Is the AI race becoming a lot more competitive?
China’s Moonshot AI certainly thinks so after unveiling Kimi K3, a model it says is the world’s largest open-weight AI system.
Built with 2.8 trillion parameters, Kimi K3 is designed to tackle advanced reasoning, complex coding and knowledge-intensive tasks.
It also boasts a one million-token context window, meaning it can process far more information in a single conversation than many earlier AI models.
The launch comes just weeks after Anthropic’s Fable and Mythos models were pulled by the US government over security concerns.
It adds fresh momentum to China’s rapidly expanding open-source AI ecosystem.

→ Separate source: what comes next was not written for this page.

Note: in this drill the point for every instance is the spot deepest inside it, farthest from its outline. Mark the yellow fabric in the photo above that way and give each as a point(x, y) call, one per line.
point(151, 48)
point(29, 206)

Unlike closed-source systems, open-weight models let developers download, customise and run the software themselves.
This makes them especially attractive for researchers and businesses.
Chinese AI Challenges US Rivals
Moonshot claims Kimi K3 delivers performance close to Anthropic’s flagship Fable model and even surpasses several leading AI systems in hardware efficiency.

Independent testing has also been encouraging, with Arena.ai ranking it first for web interface-building tasks, while Vals AI placed it second overall behind Fable 5.
Chinese AI firms such as Moonshot, Z.ai and MiniMax are releasing increasingly capable models at lower costs.
They are challenging the idea that China is still trailing the US.
The AI race isn’t slowing down—it’s becoming faster, cheaper and far more global.